Atteint d’un cancer à un stade avancé, l’architecte David Miller choisit d’aller se donner tranquillement la mort dans un motel qu’il a lui-même dessiné dans les années 60. Alors que son fils refuse à la dernière minute d’être le témoin légale de son suicide assisté, Miller et sa « passeuse » essayent de convaincre le jeune prostitué slave de la chambre d’à côté d’occuper ce poste.

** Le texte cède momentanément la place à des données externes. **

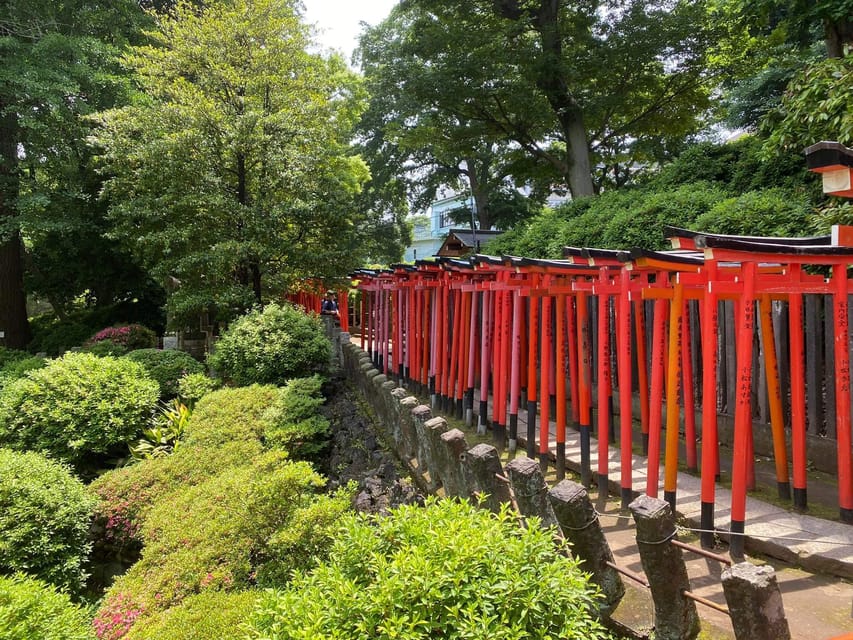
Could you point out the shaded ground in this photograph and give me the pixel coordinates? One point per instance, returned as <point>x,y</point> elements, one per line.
<point>358,454</point>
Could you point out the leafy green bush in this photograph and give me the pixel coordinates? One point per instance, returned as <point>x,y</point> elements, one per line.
<point>770,212</point>
<point>224,431</point>
<point>45,514</point>
<point>10,356</point>
<point>211,615</point>
<point>231,414</point>
<point>77,405</point>
<point>482,577</point>
<point>33,610</point>
<point>15,369</point>
<point>220,540</point>
<point>295,424</point>
<point>642,224</point>
<point>166,366</point>
<point>193,386</point>
<point>271,346</point>
<point>126,495</point>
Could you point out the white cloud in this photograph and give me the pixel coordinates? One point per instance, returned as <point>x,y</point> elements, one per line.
<point>338,21</point>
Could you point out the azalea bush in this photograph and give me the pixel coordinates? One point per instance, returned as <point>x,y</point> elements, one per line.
<point>220,542</point>
<point>272,345</point>
<point>449,570</point>
<point>210,615</point>
<point>77,407</point>
<point>31,609</point>
<point>127,337</point>
<point>45,514</point>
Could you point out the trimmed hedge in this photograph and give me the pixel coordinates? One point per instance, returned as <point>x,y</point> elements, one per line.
<point>449,570</point>
<point>45,514</point>
<point>76,406</point>
<point>220,540</point>
<point>33,610</point>
<point>271,346</point>
<point>211,615</point>
<point>167,367</point>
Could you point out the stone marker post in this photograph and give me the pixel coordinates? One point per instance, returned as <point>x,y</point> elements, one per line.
<point>531,492</point>
<point>579,523</point>
<point>675,614</point>
<point>484,466</point>
<point>755,602</point>
<point>454,450</point>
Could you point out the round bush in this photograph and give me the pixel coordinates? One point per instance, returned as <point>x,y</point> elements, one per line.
<point>217,535</point>
<point>271,346</point>
<point>45,514</point>
<point>33,610</point>
<point>77,405</point>
<point>482,577</point>
<point>167,367</point>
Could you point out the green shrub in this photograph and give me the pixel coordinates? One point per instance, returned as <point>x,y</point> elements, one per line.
<point>211,615</point>
<point>214,536</point>
<point>10,356</point>
<point>770,212</point>
<point>166,366</point>
<point>15,369</point>
<point>483,576</point>
<point>194,386</point>
<point>230,414</point>
<point>77,405</point>
<point>45,514</point>
<point>33,610</point>
<point>126,495</point>
<point>271,346</point>
<point>295,424</point>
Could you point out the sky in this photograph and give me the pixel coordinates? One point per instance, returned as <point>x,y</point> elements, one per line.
<point>337,21</point>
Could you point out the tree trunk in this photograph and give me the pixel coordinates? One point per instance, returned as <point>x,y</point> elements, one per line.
<point>480,195</point>
<point>13,301</point>
<point>838,34</point>
<point>552,82</point>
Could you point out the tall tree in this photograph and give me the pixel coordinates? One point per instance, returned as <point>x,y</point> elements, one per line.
<point>57,65</point>
<point>231,173</point>
<point>542,77</point>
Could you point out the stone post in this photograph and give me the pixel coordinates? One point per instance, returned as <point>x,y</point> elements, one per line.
<point>437,464</point>
<point>755,603</point>
<point>454,450</point>
<point>420,416</point>
<point>579,523</point>
<point>484,465</point>
<point>675,614</point>
<point>531,492</point>
<point>409,446</point>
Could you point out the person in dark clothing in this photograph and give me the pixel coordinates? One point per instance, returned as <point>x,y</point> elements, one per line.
<point>330,305</point>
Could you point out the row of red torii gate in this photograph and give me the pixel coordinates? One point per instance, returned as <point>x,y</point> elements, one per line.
<point>489,334</point>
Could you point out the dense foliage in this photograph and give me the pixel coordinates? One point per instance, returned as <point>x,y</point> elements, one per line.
<point>483,577</point>
<point>228,536</point>
<point>77,406</point>
<point>45,514</point>
<point>724,189</point>
<point>167,367</point>
<point>33,610</point>
<point>210,615</point>
<point>270,346</point>
<point>231,176</point>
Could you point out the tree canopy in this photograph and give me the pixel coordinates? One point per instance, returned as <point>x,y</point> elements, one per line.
<point>230,172</point>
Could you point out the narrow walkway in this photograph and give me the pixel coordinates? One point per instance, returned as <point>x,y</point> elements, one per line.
<point>815,544</point>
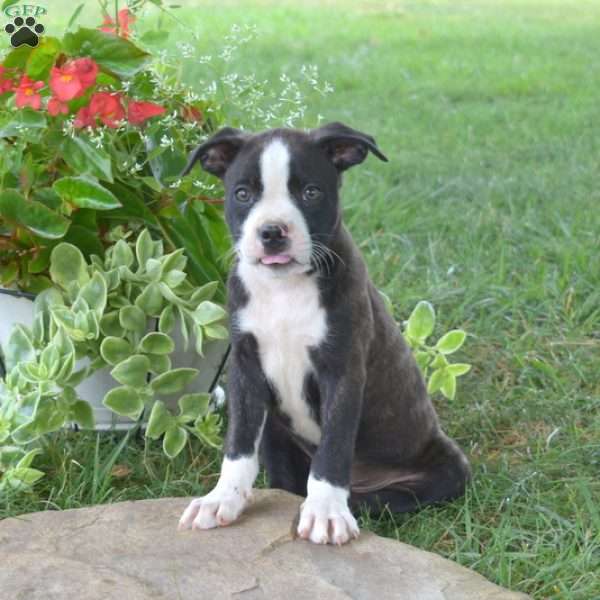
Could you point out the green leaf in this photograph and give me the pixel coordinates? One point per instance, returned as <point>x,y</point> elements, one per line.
<point>87,240</point>
<point>160,363</point>
<point>207,429</point>
<point>86,159</point>
<point>133,318</point>
<point>34,215</point>
<point>144,248</point>
<point>436,381</point>
<point>458,369</point>
<point>160,420</point>
<point>26,461</point>
<point>451,342</point>
<point>173,381</point>
<point>205,292</point>
<point>75,15</point>
<point>174,278</point>
<point>421,321</point>
<point>82,414</point>
<point>167,320</point>
<point>115,350</point>
<point>208,312</point>
<point>150,300</point>
<point>157,343</point>
<point>85,193</point>
<point>423,359</point>
<point>42,58</point>
<point>67,265</point>
<point>132,371</point>
<point>192,406</point>
<point>94,293</point>
<point>112,52</point>
<point>19,348</point>
<point>439,362</point>
<point>124,401</point>
<point>174,441</point>
<point>448,387</point>
<point>110,324</point>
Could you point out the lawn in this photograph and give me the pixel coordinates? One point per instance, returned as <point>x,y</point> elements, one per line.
<point>489,208</point>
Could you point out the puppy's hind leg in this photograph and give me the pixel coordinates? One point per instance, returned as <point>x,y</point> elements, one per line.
<point>439,475</point>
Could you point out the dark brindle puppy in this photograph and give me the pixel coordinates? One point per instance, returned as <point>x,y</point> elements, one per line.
<point>321,382</point>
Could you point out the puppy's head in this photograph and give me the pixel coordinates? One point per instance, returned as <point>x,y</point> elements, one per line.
<point>281,190</point>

La résignation à la mort n’est donc pas une fin, mais une quête initiale que des obstacles hétéroclites et tenaces empêchent le héros d’accomplir. En se focalisant sur son trio typé – le vieil homme blasé, la femme revêche et le jeune homme libéré – et en ne déviant pas trop de son système de vaudeville, le film laisse finalement le temps à une question sérieuse – pourquoi choisir de mourir, comment et où ? – de faire son chemin sans être assénée au détour de chaque plan ou de chaque dialogue.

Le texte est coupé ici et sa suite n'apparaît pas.